The top semicircular panel of each window depicts one of three emblems, the Dove of Peace, the American Eagle, and the Iowa State Campanile. Each window is topped by a Gold Star.

==Traditions==
===Zodiac and Fountain of the Four Seasons===
In his original designs for the Memorial Union, W.T. Proudfoot incorporated the symbols of the Zodiac into the north entrance floor. The plans called for the bronze symbols to be raised from the surface of the floor. Proudfoot's intended that as each visitor to the Memorial Union walked over the symbols, they would be worn down until they were even with the floor's surface, therefore each visitor would be able to leave their mark on the Memorial Union.

Unfortunately for W.T. Proudfoot, by 1929, the students had decided that stepping on the Zodiac would mean failing their next test. This "curse" has led students to walk around the bronze symbols ever since.

Luckily for students, in 1937, the cure to the "curse" was donated by the VEISHEA Committee. The curse says that any student who steps on the Zodiac can cure the curse by throwing a coin into the Fountain of the Four Seasons, located on the north side of the Memorial Union. In 1942, sculptor Christian Petersen added four sculptures to the fountain, each a figure of a woman representing one of the seasons, Spring-east-planting corn, Summer-south-sheltering a young plant, Autumn-west-holding the harvest, and Winter-north-nursing a child.

===Browsing Library and Chapel===
Located, symbolically, directly below the Gold Star Hall, the Browsing Library and Chapel were constructed in 1959 from W.T. Proudfoot's original design. The location symbolizes Proudfoot's belief that patriotism and democracy are supported by "religious conviction and a recorded history of dedication to those principles, a culture and a literature of concern for those high ideals."

===Engraved Quotations===
In addition to the quotations engraved within the Gold Star Hall, the west entrance of the Memorial Union features a number of other quotations. Over the door to the north of the west entrance vestibule is a quotation by M.J. Riggs, Iowa State Class of 1883, and first president of the Memorial Union Board.

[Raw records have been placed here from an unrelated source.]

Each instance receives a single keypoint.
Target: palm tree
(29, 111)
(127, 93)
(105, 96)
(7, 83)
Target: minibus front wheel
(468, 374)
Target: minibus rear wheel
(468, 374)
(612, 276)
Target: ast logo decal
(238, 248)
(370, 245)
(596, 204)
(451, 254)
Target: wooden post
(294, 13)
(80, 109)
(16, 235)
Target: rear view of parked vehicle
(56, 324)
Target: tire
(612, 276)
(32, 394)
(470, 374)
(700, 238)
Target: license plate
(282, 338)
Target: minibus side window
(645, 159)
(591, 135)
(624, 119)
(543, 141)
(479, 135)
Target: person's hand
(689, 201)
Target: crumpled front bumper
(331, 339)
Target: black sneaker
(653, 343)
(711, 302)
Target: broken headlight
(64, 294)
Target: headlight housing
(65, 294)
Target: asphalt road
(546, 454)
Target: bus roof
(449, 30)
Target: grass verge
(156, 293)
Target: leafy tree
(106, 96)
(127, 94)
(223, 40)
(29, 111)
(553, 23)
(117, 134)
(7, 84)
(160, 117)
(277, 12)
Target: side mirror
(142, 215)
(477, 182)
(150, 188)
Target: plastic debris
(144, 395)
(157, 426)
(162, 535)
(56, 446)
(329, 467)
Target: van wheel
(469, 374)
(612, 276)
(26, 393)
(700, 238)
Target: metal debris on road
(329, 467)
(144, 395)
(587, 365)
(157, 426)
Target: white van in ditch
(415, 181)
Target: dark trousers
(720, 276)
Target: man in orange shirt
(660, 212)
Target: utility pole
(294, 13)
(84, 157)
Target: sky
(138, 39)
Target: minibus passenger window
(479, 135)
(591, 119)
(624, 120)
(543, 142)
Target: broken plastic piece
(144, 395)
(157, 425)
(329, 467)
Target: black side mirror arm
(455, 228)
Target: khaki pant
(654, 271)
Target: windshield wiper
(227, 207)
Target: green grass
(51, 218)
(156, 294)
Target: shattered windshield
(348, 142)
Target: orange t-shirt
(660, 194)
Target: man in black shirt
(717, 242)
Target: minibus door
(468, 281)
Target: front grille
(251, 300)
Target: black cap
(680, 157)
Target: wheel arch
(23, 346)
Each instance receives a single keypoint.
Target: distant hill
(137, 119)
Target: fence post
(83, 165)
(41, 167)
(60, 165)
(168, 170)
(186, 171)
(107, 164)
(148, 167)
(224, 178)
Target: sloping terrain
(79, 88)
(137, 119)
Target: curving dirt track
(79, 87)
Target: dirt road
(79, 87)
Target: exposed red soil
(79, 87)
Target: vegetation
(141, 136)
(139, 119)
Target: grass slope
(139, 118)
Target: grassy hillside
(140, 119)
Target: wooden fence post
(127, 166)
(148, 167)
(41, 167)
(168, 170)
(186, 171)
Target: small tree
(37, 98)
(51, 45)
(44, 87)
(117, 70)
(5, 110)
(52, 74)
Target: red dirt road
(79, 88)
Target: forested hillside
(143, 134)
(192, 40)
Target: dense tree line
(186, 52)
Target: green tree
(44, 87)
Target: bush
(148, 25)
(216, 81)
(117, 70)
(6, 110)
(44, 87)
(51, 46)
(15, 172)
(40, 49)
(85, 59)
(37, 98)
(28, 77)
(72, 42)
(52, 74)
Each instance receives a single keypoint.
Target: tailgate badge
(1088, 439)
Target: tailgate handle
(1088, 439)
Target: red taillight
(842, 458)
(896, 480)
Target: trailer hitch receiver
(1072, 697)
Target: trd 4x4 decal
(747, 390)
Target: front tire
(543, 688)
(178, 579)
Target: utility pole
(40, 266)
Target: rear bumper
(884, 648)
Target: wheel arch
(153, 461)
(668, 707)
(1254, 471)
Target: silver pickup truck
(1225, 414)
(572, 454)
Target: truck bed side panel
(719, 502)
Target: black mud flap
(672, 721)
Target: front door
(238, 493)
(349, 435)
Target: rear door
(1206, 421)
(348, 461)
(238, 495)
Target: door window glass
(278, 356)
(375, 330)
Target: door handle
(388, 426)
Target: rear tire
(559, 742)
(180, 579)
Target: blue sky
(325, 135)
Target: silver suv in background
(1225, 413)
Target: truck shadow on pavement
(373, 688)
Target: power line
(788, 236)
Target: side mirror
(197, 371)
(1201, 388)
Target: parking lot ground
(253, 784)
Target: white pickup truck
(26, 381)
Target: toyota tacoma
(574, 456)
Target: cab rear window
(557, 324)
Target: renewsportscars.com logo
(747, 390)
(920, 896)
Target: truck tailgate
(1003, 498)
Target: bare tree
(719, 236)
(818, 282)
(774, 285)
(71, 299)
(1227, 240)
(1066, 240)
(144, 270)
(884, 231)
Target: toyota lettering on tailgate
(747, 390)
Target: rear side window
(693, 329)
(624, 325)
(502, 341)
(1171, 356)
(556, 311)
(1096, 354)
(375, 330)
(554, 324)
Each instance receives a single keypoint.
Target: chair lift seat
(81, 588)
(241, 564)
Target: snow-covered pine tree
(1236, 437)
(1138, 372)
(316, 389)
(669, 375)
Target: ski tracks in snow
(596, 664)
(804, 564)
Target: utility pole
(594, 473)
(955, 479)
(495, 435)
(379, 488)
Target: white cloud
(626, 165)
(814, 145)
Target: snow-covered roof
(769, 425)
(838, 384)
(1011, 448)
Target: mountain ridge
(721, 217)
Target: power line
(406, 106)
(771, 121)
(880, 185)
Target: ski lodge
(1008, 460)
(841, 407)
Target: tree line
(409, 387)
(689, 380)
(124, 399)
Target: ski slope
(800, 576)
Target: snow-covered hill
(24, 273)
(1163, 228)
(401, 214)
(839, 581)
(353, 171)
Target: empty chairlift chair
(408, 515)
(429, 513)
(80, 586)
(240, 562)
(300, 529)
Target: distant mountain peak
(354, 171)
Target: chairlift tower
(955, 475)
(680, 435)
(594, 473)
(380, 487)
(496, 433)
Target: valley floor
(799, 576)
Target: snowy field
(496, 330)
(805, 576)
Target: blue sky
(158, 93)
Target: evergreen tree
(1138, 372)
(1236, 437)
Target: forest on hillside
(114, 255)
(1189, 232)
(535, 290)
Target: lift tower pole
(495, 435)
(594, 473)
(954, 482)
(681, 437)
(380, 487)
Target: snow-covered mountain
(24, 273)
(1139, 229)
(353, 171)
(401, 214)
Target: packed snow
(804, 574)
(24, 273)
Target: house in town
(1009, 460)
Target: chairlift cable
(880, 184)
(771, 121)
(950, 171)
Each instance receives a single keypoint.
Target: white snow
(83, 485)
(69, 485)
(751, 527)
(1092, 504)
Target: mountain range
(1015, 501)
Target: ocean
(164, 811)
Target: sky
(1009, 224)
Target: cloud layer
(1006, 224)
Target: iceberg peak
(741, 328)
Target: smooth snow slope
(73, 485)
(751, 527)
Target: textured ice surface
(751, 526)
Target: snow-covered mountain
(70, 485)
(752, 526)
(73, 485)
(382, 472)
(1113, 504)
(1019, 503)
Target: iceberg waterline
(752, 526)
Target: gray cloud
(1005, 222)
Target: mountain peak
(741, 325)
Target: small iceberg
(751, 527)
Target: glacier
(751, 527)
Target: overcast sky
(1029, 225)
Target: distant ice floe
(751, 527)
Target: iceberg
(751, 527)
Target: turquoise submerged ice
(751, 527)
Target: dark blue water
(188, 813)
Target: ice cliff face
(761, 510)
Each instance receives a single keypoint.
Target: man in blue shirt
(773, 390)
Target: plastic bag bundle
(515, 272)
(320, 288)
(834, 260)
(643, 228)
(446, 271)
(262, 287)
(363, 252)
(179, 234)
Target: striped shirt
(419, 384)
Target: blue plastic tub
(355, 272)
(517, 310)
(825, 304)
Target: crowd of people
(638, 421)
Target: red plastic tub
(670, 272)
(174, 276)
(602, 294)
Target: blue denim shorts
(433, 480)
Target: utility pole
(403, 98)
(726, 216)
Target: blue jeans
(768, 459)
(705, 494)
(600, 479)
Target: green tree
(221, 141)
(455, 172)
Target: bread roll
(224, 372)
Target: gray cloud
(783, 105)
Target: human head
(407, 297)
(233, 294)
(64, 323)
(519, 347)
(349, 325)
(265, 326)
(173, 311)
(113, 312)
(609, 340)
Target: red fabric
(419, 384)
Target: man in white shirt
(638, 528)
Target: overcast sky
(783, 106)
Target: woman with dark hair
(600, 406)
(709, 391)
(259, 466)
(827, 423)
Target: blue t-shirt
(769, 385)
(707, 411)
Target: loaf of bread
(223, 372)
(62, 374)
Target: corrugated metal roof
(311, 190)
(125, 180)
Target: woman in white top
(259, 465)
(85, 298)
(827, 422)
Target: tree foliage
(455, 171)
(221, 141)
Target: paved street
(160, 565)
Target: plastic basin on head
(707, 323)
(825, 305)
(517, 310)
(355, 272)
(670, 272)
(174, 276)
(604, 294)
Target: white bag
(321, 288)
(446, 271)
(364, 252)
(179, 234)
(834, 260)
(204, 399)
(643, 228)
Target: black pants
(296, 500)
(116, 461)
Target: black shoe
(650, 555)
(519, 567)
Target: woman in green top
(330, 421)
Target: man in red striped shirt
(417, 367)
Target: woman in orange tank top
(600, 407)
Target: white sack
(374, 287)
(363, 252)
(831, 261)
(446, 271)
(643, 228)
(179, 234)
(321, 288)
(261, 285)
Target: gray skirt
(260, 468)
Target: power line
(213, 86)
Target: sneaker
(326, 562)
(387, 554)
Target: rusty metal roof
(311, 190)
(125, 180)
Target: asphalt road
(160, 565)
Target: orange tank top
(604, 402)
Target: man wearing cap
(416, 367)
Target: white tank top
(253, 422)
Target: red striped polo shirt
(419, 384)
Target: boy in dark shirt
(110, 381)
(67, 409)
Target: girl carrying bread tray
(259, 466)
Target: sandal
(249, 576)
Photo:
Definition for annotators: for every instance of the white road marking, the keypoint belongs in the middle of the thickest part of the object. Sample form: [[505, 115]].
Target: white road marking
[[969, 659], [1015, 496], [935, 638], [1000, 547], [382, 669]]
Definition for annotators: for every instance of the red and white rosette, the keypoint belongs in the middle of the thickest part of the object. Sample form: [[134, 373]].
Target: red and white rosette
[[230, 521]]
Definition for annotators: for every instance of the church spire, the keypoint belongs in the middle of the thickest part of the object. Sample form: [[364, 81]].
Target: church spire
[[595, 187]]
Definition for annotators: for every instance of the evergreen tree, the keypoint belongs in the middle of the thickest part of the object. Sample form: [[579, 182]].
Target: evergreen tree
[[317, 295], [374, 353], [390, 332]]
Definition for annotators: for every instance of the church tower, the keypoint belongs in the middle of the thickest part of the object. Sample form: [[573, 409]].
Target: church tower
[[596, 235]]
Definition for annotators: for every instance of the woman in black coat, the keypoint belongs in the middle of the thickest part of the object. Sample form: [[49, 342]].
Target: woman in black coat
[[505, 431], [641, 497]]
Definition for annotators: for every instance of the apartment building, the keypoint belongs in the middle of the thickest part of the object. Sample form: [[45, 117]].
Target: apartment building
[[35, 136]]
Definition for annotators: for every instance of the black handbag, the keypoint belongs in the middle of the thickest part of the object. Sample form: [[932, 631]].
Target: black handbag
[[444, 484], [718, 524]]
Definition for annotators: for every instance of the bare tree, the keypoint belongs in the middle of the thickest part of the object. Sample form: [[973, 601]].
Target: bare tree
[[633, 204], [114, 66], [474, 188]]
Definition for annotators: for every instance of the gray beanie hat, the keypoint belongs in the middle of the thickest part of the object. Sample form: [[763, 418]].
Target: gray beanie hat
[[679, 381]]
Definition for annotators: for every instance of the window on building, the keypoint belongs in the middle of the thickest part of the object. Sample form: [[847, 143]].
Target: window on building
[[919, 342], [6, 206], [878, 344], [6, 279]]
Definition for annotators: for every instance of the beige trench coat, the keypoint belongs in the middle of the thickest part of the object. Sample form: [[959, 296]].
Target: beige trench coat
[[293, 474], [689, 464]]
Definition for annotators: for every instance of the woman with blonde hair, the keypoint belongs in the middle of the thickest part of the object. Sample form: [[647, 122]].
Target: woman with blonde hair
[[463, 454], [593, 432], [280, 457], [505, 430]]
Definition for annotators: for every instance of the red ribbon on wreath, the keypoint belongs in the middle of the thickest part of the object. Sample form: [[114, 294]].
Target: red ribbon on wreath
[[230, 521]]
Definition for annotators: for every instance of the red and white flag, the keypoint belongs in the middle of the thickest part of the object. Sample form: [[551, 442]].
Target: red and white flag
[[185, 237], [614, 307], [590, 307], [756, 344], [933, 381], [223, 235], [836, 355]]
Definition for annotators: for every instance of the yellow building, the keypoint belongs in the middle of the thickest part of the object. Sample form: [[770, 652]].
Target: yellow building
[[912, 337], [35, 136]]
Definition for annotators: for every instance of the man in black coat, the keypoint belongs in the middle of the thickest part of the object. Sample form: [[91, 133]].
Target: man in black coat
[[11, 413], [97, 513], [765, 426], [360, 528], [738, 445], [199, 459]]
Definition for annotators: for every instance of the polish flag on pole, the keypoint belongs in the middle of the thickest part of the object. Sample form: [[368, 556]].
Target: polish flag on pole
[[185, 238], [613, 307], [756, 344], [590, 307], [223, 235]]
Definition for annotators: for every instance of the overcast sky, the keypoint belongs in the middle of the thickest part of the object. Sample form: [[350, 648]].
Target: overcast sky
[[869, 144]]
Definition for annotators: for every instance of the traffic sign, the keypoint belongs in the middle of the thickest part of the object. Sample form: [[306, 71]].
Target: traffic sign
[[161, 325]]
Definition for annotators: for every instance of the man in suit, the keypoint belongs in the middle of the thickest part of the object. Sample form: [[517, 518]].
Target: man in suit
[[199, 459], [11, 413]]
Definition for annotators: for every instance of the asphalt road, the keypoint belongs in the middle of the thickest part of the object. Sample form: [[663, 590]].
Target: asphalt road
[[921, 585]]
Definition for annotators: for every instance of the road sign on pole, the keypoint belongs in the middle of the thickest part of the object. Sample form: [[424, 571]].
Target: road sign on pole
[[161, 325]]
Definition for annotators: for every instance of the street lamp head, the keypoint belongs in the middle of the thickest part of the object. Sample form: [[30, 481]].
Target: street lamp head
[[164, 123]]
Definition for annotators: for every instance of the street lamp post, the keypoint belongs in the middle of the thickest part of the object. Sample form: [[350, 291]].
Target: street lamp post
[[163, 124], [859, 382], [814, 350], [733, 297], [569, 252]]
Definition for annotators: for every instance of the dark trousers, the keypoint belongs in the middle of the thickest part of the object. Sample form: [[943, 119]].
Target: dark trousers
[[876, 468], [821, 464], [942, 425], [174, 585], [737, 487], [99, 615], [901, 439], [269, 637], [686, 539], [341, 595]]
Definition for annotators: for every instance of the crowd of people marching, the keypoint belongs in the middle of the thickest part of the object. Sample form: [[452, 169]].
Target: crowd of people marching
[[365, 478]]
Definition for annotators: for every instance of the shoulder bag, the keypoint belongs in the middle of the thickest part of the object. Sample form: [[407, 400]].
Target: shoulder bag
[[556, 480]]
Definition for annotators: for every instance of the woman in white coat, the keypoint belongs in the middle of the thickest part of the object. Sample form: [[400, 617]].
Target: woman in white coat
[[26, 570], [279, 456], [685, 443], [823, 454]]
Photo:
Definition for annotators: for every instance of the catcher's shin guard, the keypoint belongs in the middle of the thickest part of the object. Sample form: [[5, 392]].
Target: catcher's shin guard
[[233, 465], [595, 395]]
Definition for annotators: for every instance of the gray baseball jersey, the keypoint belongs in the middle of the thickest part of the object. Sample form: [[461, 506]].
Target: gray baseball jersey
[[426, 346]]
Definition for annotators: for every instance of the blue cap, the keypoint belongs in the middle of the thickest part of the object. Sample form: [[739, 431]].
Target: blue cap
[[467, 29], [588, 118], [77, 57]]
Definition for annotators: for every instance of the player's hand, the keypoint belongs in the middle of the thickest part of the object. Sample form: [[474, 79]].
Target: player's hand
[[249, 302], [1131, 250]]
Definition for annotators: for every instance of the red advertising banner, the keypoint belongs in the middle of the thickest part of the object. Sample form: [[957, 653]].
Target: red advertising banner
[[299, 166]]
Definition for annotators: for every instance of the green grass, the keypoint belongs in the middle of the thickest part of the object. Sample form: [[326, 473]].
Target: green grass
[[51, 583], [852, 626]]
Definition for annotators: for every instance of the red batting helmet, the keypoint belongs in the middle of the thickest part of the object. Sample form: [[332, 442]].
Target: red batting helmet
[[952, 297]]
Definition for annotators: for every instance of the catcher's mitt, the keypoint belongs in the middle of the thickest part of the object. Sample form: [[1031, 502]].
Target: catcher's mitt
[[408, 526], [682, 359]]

We come to college not alone to prepare to make a living, but to learn to live a life.

M.J. Riggs, '83

Other Quotations in the West Entrance:

To set the cause above renown,
To love the game beyond the prize.'

Sir H.J. Newbolt

If a man does not make new acquaintances as he advances through life, he will soon find himself alone.
A man, sir, should keep his friendships in constant repair.'

Samuel Johnson

==Architecture==
The original building was designed by architect, William T. Proudfoot. The building employs a classical style of architecture reflecting Greek and Roman influences. The building's design specifically complements the designs of the major buildings surrounding the University's Central Campus area, Beardshear Hall to the west, Curtiss Hall to the east, and MacKay Hall to the north. The style utilizes columns with Corinthian capitals, Paladian windows, triangular pediments, and formally balanced facades.